Ha habido maravillosas historias de amor en nuestras tradiciones, como la de Abelardo y Eloísa; Romeo y Julieta; de Dante y Beatriz en la Divina Comedia, y los que remiten a los míticos enamoramientos griegos al estilo de Penélope, de Orfeo y Eurídice y otros.
Hoy hay muchos aparentes amores, amores sin amistad, para usar el distingo del filósofo norteamericano Allan Bloom en su obra homónima "Amor y amistad". En la introducción de esa obra habla de la Caída de Eros. Aclara que usa el término eros contra su voluntad, pues ha sido convertido en jerga desde Freud y Marcuse (este último freudiano y marxista).
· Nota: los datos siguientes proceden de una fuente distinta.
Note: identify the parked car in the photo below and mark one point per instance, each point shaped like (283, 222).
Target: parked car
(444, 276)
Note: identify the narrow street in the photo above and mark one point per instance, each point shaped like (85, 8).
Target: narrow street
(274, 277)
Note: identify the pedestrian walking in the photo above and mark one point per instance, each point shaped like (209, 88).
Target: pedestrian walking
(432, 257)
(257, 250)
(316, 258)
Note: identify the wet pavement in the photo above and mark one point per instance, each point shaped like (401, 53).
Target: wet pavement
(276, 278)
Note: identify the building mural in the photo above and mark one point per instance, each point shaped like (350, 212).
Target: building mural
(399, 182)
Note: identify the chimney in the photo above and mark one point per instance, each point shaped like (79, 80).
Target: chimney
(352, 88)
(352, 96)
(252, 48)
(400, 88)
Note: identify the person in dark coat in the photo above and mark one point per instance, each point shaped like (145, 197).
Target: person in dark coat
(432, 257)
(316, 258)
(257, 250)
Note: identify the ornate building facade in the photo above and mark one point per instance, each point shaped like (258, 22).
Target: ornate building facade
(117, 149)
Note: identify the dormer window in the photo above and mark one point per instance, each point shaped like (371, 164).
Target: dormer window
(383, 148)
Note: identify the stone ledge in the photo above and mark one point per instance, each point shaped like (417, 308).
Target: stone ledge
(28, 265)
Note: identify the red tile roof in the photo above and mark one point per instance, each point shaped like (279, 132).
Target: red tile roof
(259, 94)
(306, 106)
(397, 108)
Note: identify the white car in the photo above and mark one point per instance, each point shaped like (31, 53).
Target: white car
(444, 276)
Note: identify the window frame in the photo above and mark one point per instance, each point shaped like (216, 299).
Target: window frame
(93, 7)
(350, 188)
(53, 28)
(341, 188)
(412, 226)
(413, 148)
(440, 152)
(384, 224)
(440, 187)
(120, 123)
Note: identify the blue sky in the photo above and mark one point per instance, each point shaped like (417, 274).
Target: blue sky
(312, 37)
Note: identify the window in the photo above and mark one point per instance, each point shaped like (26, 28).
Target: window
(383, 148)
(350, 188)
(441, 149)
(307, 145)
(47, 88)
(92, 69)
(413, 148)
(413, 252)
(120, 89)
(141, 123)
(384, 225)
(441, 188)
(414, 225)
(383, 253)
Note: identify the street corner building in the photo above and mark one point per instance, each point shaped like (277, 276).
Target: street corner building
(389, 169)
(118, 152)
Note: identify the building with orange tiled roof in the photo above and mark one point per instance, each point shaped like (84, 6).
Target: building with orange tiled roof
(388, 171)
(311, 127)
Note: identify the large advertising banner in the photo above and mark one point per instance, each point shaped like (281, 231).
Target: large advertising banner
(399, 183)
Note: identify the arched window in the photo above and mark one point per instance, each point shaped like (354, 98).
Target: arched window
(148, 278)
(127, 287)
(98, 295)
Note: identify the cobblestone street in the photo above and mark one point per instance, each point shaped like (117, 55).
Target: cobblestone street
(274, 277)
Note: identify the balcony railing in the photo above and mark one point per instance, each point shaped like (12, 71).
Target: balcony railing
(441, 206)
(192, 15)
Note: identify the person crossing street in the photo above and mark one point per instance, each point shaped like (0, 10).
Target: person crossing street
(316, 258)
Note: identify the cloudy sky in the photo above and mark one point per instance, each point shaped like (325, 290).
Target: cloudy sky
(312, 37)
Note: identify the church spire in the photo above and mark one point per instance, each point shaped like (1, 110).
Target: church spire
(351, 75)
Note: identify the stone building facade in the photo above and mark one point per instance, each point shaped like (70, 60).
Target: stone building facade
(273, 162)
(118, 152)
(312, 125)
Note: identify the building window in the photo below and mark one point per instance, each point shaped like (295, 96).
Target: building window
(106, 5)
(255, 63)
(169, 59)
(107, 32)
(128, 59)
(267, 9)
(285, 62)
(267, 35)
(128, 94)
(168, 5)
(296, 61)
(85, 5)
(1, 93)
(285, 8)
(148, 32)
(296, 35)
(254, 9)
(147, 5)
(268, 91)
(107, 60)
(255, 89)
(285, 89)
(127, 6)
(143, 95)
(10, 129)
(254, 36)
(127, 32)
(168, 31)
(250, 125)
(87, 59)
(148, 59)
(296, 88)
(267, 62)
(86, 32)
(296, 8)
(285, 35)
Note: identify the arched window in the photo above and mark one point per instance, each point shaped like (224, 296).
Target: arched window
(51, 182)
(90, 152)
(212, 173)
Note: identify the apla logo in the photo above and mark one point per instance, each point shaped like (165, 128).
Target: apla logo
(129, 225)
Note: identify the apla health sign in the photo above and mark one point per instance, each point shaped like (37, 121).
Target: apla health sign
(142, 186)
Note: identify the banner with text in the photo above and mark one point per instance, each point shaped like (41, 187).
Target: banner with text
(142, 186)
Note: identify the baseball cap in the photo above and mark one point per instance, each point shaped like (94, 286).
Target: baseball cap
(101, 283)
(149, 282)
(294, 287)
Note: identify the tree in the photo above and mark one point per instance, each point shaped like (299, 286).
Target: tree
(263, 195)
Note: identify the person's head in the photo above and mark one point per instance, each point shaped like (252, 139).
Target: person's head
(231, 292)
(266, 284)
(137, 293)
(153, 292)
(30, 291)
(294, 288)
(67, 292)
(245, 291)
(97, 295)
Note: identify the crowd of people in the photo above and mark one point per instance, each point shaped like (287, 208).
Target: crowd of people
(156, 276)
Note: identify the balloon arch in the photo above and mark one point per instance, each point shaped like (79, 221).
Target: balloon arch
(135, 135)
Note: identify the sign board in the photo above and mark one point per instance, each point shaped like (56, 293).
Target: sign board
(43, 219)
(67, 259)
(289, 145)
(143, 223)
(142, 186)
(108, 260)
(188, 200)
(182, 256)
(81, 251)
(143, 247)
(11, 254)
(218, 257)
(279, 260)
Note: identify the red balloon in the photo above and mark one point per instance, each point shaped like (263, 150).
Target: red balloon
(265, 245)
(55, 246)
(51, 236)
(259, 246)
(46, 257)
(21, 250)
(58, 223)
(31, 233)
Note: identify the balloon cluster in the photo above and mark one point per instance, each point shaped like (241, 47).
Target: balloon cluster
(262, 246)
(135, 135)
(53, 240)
Para estos autores, obviamente materialistas, y para muchos otros influenciados por ellos, los amores son un fenómeno carnal, nada que ver con el alma. Bloom los considera ejemplos de lo que él llama la decadencia de la cultura (norteamericana). Este libro se llamó en inglés "The Closing of the American Mind", que podríamos traducir como "El cierre (o clausura) de la mente americana". Son ejemplo de amores sin amistad, es decir sin alma.
Comenzamos hablando que una pérdida de las "razones del corazón", y el triunfo de las meras "ganas".
No es la primera vez que me refiero a este tema, es decir al amor que me gusta llamar romántico, y que me pregunto si no está en vías de extinción. Personalmente, a mis ochenta largos años puedo testimoniar que ése es el amor deseable, que puede acompañarnos hasta el fin de nuestros días. Hoy nos azota una verdadera plaga de amores de poco tiempo. Bloom se burla de estas "relaciones" cortoplacistas, relaciones sin entrega profunda.
Es que el amor acarrea compromisos y son los compromisos los que no nos gustan. Con relaciones de esta índole, básicamente inestables, la familia se resquebraja y los hijos sufren las consecuencias de separaciones y divorcios. Sospecho que las más perjudicadas en tales circunstancias son las mujeres.
Con esto debemos volver a la preocupación fundamental por nuestras familias. No obstante, tengo la impresión de que muchas familias argentinas, al menos de clase media, gozan de una cierta buena salud fundamental y que, pese a sus actuales dificultades, lograrán preservar esta columna ancestral de nuestra civilización.
Cuando veo nutridos grupos familiares de vacaciones en Mendoza en estos días invernales, se acentúa mi optimismo respecto del futuro de nuestras familias y del triunfo de las "razones del corazón" que anidan en ellas.